# Disque dur externe WD my book world pour Time Machine



## Jules_00 (25 Octobre 2009)

Bonjour tous le monde,
j'ai acheté, récemment, un MacBook Pro et j'aurais aimé acquérir un disque dur externe réseau pour effectuer les sauvegardes de mon système. 

Je suis attiré par un disque dur réseau pour pouvoir accéder à mes données partout même quand je ne suis pas chez moi. La Time Capsule développé par Apple étant un peu cher pour moi, j'aimerais me tourner vers la solution de Western Digital, le My Book World 1To.

Seulement je me pose une question. J'aimerais donc effectuer une sauvegarde Time machine de mon MacBook sur ce DDE mais aussi sauvegarder d'autres données comme des films ou des documents d'un pc windows.

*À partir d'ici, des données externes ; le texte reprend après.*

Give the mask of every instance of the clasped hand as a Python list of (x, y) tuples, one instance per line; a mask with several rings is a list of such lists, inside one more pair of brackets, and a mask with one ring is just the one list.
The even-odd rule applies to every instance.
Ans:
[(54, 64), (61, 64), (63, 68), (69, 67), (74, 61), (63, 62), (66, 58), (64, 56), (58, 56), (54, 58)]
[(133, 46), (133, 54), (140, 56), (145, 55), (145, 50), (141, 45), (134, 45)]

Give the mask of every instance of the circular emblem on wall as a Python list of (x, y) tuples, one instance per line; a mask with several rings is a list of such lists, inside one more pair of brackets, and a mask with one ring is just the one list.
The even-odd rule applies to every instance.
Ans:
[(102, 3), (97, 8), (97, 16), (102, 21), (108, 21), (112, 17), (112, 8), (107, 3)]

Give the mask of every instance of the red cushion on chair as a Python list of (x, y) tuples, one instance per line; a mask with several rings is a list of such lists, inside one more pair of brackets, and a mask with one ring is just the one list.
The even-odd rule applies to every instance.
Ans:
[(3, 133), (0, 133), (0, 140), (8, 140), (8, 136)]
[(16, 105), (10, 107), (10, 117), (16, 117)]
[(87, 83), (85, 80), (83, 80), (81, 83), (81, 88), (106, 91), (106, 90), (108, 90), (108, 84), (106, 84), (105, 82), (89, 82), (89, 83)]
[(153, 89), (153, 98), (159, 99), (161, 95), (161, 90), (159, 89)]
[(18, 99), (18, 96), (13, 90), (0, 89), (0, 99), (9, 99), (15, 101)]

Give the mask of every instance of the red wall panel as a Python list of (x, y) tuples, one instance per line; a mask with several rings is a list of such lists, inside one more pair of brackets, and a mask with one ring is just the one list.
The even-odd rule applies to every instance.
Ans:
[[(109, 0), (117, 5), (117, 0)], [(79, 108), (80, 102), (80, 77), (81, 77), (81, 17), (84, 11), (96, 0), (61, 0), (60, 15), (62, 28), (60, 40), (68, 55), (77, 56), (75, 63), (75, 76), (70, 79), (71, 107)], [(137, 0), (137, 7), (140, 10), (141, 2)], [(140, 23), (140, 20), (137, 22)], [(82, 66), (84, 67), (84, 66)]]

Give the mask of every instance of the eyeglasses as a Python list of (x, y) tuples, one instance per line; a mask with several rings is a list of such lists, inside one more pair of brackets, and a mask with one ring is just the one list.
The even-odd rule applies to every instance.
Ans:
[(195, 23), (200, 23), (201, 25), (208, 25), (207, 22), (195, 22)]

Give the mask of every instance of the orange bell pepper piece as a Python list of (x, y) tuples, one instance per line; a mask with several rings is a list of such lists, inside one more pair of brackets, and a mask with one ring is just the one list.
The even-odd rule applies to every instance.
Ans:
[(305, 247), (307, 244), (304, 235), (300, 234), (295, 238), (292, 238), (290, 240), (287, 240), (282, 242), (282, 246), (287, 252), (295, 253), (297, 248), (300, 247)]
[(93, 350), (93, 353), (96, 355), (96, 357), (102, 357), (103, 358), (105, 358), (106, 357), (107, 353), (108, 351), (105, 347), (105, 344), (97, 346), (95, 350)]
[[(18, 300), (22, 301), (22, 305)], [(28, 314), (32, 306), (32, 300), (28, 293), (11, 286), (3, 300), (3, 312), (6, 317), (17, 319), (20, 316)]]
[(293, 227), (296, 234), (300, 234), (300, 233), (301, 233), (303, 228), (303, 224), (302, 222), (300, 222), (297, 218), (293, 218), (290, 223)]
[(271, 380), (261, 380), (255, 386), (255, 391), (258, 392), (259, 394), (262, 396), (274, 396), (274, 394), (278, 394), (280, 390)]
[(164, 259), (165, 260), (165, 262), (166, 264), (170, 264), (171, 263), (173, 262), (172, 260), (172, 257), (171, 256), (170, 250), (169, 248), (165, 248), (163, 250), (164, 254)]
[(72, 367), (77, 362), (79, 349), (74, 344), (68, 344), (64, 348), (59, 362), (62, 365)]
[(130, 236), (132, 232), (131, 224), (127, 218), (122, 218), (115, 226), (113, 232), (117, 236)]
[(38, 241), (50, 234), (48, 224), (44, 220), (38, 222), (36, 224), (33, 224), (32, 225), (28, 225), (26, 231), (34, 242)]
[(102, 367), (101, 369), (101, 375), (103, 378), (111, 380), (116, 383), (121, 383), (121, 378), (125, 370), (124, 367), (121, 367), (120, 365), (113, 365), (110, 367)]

Donc est ce possible de partitionner le disque dur et ainsi avoir deux accès différents ? un pour la Time Machine et un pour de la sauvegarde normal ?

merci pour votre aide 
Buzz


----------



## LeProf (26 Octobre 2009)

oui c'est tout à fait possible !


----------



## Jules_00 (26 Octobre 2009)

Merci pour la réponse ! et j'aurais aimé avoir des avis sur ce produit si quelqu'un de ce forum a eu l'occasion d'en acheter un ou d'en tester un ? 

Est ce un bon produit comparé à la Time Capsule ?

Merci


----------



## bricbroc (26 Octobre 2009)

Le WD est un bon produit.
Je l'ai acheté à la base, pour centraliser les documents que j'avais un peu partout sur différentes machines à la maison.
Après je m'en suis servi pour recevoir les sauvegardes de tout ce petit monde.
De même, j'ai créé des boites déportées pour Outlook, et ainsi m'épargner de fastidieuses récupérations de mail éparpillés un peu partout.
A l'arrivé du mac, il a su trouver de suite la possibilité de lire et écrire dessus.
Pour Time Machine, au début, les rapports ont été un peu plus froids...
Le mac ne voulant pas le voir pour y poser ses sauvegardes.
Mais, j'ai trouvé sur ce forum la solution : la mise à jour du programme interne du WD (Merci Donluca ).
Elle m'a donc permis de réconcilier TM et WD, qui maintenant font leur vie sans faire d'histoires.
Par contre je ne peut rien dire sur le module qui permet d'interroger le bestiau depuis internet, et/ou sur l'ensemble des fonctions avancées de type ftp ou https, qui font parties de ses capacités, mais dont je n'ai pas l'utilité pour l'instant.


----------



## toof44 (27 Octobre 2009)

Bonjour
Moi aussi je pense acheter ce produit pour y connecter 2 macs 
pour le stockage et aussi pour travailler directement dessus sur les fichiers stockés 
est-ce possible et est-ce beaucoup moins rapide ?
que de retansferer et travailler les fichiers sur le disque interne du mac ?
Suis-je clair ?   
j'ai un doute:rose:


----------



## Jules_00 (27 Octobre 2009)

Ouais c'est clair mais je pense qu'il vaut mieux travailler sur son ordi. C'est beaucoup plus rapide et cela évite les erreurs je pense. C'est comme sur une clé usb, je travaille jamais dessus car cela peut créer des erreurs sur les fichiers.

Pour ma part, je m'en servirais en tant que stockage de données, et sauvegarde des mes pc et aussi avoir un accès à distance  ^^ c'est pour cela que ce produit m'intéresse.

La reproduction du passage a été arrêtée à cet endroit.